U.S. Senate Republican Leader Mitch McConnell’s recent speech at the American Enterprise Institute (AEI) proved prophetic. Discussing the importance of free speech in our Republic, he explained that those who care about the Constitution must actively defend the Supreme Court’s ruling in Citizens United, lest the president and his allies do all they can to delegitimize it. That prediction is proving accurate today.
On June 19, Bob Bauer, former White House counsel, filed a complaint against Crossroads GPS – a 501c(4) organization, with the Federal Election Commission. His concern? Because the advertisements seemed to have an “electoral purpose,” the group should have to register and report as a “political committee” with the federal government before speaking. That also means it would have to surrender its constitutional right to associational privacy just to speak. In other words, it would be forced to reveal its donors to the federal government – donors largely critical of the federal government and fearful of retribution by the current administration.
In the wake of Citizens United, and due to a recent loss (Real Truth About Obama v. FEC) for supporters of free speech in the Fourth Circuit, those in the reform lobby will remind us that this is all about “mere disclosure.” Leader McConnell rightfully pointed out in his AEI speech that the Obama Administration is using the tools of campaign finance reform as a means to intimidate opponents and shut down debate. Unfortunately, that tactic is the regular stuff campaign finance laws are made up of. Use the complicated levers of election law to bully your opponents, silence opposition, and win the next electoral hurdle.
Some individuals believe that public disclosure is always the right thing to do. Justice Scalia is among them, explaining that without disclosure, America will “not resemble the Home of the Brave.” Of course, our founding fathers had a different take, with many of them assuming fictitious identities or using anonymity to speak out about controversial political issues. When the stakes are high, and retribution probable, protecting political privacy makes good sense. The public is then free to decide whether to give weight to the arguments of unidentified speakers, or not. But government-mandated disclosure proves suffocating, silencing, and otherwise destructive of our natural rights.

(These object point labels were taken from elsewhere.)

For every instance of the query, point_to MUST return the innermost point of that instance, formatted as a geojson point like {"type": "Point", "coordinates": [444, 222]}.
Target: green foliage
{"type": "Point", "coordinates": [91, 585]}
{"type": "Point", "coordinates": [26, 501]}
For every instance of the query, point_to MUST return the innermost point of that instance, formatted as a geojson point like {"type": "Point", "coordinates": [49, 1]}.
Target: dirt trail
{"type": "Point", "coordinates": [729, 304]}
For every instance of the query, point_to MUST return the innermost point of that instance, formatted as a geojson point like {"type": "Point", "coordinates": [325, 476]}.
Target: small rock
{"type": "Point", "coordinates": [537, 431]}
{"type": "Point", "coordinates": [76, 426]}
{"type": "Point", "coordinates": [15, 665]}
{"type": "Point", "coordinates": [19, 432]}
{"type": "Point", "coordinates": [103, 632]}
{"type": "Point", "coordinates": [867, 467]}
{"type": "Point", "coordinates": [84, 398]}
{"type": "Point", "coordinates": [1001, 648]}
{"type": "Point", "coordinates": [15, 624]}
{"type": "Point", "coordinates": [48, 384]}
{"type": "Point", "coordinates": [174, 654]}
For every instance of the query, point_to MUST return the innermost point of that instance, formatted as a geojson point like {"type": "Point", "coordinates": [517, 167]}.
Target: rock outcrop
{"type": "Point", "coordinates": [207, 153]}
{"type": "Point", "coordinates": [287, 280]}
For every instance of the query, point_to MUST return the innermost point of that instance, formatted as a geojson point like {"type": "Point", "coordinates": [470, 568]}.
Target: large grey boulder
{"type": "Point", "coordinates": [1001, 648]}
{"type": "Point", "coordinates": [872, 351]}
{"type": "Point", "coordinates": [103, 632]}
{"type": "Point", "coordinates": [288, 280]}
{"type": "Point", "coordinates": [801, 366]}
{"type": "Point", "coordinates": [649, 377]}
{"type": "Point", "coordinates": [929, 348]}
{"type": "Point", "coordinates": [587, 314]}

A courageous group of gentlemen from Wyoming believe this bullying is wrong and formed the organization named Free Speech. Its simple goal is to speak out about political issues it cares about while discussing President Obama and other public servants. But facing a mountain of complicated FEC reporting forms, uncertain application of the law, and civil and criminal penalties for making mistakes has kept them, and many others nationwide, muted effectively as any speech ban ever could.
In the Home of the Brave, it is about time to end government bullying, the tired tactics of silencing opponents, and gagging the grassroots. And it is time to celebrate free speech, liberty, and the truth that a free people, not speech bureaucrats, can best decide the shape of our national debate. With Free Speech v. FEC, these truths are about to be realized.